Suprihatin mengatakan, makanan utama mikroalga ialah karbondioksida.
Kondisi iklim dan geografis, seperti intensitas sinar matahari sepanjang tahun, temperatur udara relatif tinggi, dan ketersediaan lahan juga mendukung aplikasi sistem ini di Indonesia.
Hasil rancangan Prof.Suprihatin dan tim dilengkapi dengan hasil optimasi, parameter desain atau operasi, dan hasil analisis tekno ekonomi.
“Tahapan penelitian ini terbagi dua. Tahap pertama dilakukan karakterisasi pertumbuhan mikroalga dalam limbah cair agroindustri melalui penentuan nilai-nilai parameter kinetik pertumbuhan. Tahap kedua, perancangan proses dan sistem produksi mikroalga,” katanya.
Penelitian ini dilakukan pada tahun 2009-2010 di laboratorium Teknologi dan Manajemen Lingkungan, Departemen Teknologi Industri Pertanian, Fakultas Teknologi Pertanian, IPB.
Pengujian jenis dan jumlah mikroalga dilakukan dengan pencacahan sesuai Metode Sedgwick Rafter Counting (SRC), di Laboratorium Produktivitas dan Lingkungan Perairan (ProLing), Departemen Manajemen Sumberdaya Perikanan, Fakultas Perikanan dan Ilmu Kelautan IPB.
Hasil penelitian menunjukkan, dari ketiga limbah cair yang diuji, limbah cair Rumah Pemotongan Hewan (RPH) dan peternakan berpotensi untuk digunakan sebagai substrat pertumbuhan mikroalga.
“Kami mengindentifikasi terdapat tiga jenis mikroalga yang tumbuh dominan dalam limbah tersebut yaitu Chlorella sp, Scenedesmus sp, dan Ankistrodesmus sp. Jenis tersebut sangat berbeda dengan jenis mikroalga yang tumbuh dalam inokulum yang ditambahkan. Hal ini menunjukkan komposisi limbah cair menentukan jenis mikroalga yang dapat tumbuh dan berkembang biak,” papar Suprihatin.
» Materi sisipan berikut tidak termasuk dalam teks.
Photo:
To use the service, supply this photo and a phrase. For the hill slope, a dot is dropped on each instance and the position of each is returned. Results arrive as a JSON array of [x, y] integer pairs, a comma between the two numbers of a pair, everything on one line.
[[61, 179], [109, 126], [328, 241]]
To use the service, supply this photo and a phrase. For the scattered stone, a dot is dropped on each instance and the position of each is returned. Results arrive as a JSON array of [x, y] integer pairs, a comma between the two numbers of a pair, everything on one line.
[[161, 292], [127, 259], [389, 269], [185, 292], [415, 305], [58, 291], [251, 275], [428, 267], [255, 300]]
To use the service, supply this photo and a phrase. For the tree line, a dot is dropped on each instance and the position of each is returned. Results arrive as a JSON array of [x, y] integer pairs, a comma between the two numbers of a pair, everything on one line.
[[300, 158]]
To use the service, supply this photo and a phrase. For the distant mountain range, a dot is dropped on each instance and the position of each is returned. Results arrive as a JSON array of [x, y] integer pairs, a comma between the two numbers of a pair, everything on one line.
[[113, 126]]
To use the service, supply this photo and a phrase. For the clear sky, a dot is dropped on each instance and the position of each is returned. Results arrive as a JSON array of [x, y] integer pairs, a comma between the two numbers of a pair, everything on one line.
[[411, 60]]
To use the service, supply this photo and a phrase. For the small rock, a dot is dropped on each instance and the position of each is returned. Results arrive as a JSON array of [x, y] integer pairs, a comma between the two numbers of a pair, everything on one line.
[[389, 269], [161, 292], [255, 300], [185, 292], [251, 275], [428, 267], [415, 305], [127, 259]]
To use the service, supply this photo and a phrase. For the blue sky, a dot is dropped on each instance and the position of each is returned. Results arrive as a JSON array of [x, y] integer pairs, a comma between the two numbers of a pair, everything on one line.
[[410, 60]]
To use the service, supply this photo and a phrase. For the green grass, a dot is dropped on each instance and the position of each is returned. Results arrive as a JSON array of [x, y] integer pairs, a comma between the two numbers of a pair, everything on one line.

Chlorella mengandung lemak 14-22 persen. Lemak dari mikroalga inilah yang dikonversi menjadi bahan baku biofuel.
Meski demikian, pengembangan mikroalga sebagai sumber biofuel masih belum kompetitif. Pada tingkat harga minyak kasar saat ini yakni sekitar 100 dolar per barrel, supaya kompetitif, biaya operasional produksi biomassa mikroalga dengan kandungan minyak sekitar 14,7 persen harus kurang dari 200 dollar AS per ton atau sekitar Rp1,8 juta per ton.
“Produksi mikroalga untuk produksi energi skala besar saat ini masih dalam fase pengembangan. Biaya produksi biodiesel berbasis mikroalga masih memerlukan penurunan secara signifikan agar dapat kompetitif dengan sumber diesel lainnya,” kata dia.
Walau biaya operasional produksi mikroalga dari limbah cair agroindustri cukup besar, namun analisis biaya tersebut belum memperhitungkan kemungkinan keuntungan lain baik keuntungan ekonomis maupun lingkungan.
Kemungkinan keuntungan tersebut seperti produksi biogas pada pra-perlakuan limbah cair, pupuk organik dari digester anaerobik, hasil samping berupa bahan pakan atau produk bernilai tinggi lainnya, penurunan emisi gas rumah kaca, pengolahan limbah cair, recycling nutrien, recycling air, dan pencegahan eutrofikasi di badan air penerima, serta keuntungan sosial lainnya, kata Suprihatin.